When I was younger, I spent most of my school year living with my mother. My grandmother and her husband lived just a short walk down a dirt road from us. My grandparents were neighbors and friends with a family that owned goats. I remember these goats as ornery and aggressive. Going into their pen felt like a life or death situation to me as a child. For a really long time, even after we moved into town, I was nervous around goats. The shapes of their pupils were unsettling, they stank, and I perceived them to be overtly hostile animals.

We bought a house in September, and it came with 2.44 acres. We joked at the time that we should rent goats from a local to help us mow the grass (before we knew they were browsers by nature). Then one day it dawned on me - why rent when we could own? I mean, it's the question that got us into this happy mess in the first place.

So I scanned and skimmed CL for weeks, until I came upon the two most darling, loving pygmy goats you could ever imagine, and I fell head-over-heels.

Dove is sweet and quiet, but when the camera comes out, she strikes a pose every time! 

Buck is very chatty and enjoys nibbling on electronic devices. 

We bought the pair from a very friendly woman who had run out of space, and it was clear that these two goats were some of the most well-loved and well-trained goats on the planet. They are sweet, curious, and careful. Dove is the sweet Black Agouti and the handsome, horned devil is Buck (aptly named).

When we bought them in January, we knew Dove was pregnant. She was a rectangular box with hooves and horns. Buck was an intact buck (though we have since fixed that). It's been quite a journey, we can tell you that much!

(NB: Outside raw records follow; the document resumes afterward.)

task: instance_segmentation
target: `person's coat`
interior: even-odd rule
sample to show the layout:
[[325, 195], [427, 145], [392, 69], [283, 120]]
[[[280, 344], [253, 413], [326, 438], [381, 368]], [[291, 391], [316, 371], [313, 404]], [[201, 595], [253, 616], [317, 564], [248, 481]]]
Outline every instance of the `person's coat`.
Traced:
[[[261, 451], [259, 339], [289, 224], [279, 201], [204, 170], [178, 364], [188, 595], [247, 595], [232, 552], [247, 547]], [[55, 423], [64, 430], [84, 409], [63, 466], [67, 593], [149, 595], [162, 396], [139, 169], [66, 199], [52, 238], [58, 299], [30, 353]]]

On National Pi Day (3.14), we helped Dove and Buck welcome two adorable twin boys into the world. Though, to be honest, she had a perfect birth while we were out antiquing and we came home to clean fuzzballs in the hay while she was slurping up the placenta. At first, one was a little runty and underdeveloped (and we thought he was a she), but within 24 hours, everything was great. We decided to call them Sam and Dean.

The kids are teething and chew on the grass while the adults browse.  

Left to right: Sam (darker caramel), Dove, Sam (lighter caramel).

When our vet came out to castrate Buck, he was surprised by their size given they were only 10 days old at the time of the visit. Apparently, given that our Buck is so sweet-tempered, of good size, and wasn't the messy stinker some bucks can be, we probably should have left him intact to keep on breeding. Since owning Dove and Buck, though, we have learned that they are incredibly attached to each other. The bond is somewhat remarkable, and we wanted to preserve it. Besides, with pygmies being pernicious breeders (and having two new boys to add to the herd), we figured we would save ourselves and Dove the stress if we wethered all of the boys. While we plan to build the herd, we want to add genetic variety and do so on our own time.

It's a different sort of step in our search for safe harbor, but I think it helps keep my husband active. His mobility is still very limited, but the emotional and physical wellness that comes from watching and playing with the goats is markedly different from when he was laid up in bed for months. It's a huge improvement in our eyes.